Allison Epstein’s first two novels, set in Elizabethan England (“A Tip for the Hangman”) and 19th century imperial Russia (“Let the Dead Bury the Dead”), have established the Michigan native as a skilled writer of historical fiction.
Her most recent novel, “Fagin the Thief,” furthers her reputation as a writer of carefully researched period drama. Set in early 19th century London, the book tells Charles Dickens’s story “Oliver Twist” from the viewpoint of Fagin, the Jewish master thief and mentor of countless young people, training them up in the craft of pickpocketing.

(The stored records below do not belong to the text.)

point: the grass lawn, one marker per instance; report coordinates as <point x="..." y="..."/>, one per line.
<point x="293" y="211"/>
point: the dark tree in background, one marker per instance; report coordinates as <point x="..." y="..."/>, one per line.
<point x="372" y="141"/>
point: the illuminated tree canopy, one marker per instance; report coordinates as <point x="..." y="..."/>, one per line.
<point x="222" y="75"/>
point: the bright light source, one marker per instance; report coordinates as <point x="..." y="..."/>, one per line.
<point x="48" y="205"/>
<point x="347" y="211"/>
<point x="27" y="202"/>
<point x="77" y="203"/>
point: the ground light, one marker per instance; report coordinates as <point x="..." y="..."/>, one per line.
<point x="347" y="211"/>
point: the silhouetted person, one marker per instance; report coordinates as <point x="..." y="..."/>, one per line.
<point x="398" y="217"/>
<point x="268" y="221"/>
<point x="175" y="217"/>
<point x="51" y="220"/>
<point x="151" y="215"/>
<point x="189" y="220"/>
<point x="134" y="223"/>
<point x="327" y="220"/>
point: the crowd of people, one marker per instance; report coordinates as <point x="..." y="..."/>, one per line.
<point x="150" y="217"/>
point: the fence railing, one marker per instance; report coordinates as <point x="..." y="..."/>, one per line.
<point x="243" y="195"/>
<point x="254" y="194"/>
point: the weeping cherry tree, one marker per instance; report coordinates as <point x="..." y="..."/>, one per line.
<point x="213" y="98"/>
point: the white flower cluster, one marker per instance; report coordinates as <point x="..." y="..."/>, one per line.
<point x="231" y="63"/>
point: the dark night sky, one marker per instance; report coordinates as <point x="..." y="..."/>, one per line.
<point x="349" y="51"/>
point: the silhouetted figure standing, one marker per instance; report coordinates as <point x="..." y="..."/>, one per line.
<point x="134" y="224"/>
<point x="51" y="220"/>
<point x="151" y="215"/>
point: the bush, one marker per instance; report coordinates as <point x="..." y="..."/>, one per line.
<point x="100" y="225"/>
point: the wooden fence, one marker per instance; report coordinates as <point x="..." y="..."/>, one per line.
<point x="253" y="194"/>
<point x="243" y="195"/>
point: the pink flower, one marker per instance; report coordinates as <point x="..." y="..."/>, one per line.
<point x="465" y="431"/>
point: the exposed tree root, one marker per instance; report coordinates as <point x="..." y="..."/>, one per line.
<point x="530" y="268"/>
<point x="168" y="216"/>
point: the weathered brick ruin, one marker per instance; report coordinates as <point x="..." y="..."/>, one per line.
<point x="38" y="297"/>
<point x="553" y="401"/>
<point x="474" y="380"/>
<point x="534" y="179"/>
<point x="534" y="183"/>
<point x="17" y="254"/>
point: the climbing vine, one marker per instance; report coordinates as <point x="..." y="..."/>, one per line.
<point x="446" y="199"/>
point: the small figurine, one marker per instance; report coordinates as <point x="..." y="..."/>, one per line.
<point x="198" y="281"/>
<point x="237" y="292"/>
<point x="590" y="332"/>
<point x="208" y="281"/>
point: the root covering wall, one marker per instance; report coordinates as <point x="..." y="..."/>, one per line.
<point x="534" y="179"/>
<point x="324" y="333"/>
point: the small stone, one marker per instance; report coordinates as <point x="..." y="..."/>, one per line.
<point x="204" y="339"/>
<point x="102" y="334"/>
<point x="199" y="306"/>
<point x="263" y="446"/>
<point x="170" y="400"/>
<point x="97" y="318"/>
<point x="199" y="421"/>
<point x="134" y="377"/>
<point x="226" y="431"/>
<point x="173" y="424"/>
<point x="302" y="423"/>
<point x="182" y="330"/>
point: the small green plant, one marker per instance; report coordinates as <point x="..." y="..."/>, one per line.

Unlike the Dickens novel, which in its earliest editions was baldly anti-Semitic, Epstein’s narrative portrays its protagonist as Jewish without adding a pejorative context.
The story begins early in Fagin’s life when he is living with his widowed mother who ekes out a living as a seamstress. Fagin never knew his father who, we learn later in the novel, was hanged after being convicted of the crimes which his son would later come to commit with great skill.
Enter Mr. Leftwich, who takes young Fagin under his wing, teaching him the skills of a master thief and pickpocket. Fagin rapidly outpaces his teacher and sets out on his own career, hosting and instructing a stable of young boys, and the occasional girl, to earn their living relieving upper crust Londoners of their belongings.
Now comes Bill Sikes, who in the Dickens novel is the center of evil and depravity. In Epstein’s telling Sikes and Fagin have a long-time relationship of mutual respect and antagonism, ending when Sikes goes to the gallows, sentenced to death for a crime originally thought to have been committed by Fagin.
Epstein follows, in general, the tone and story arc of the original work by Dickens, deviating in key plot points which the reader familiar with the earlier story will recognize. Her attention to detail regarding the life and times of London in the early 1800s will keep readers engrossed and appreciative of the research that have gone into making this a diverting piece of literature.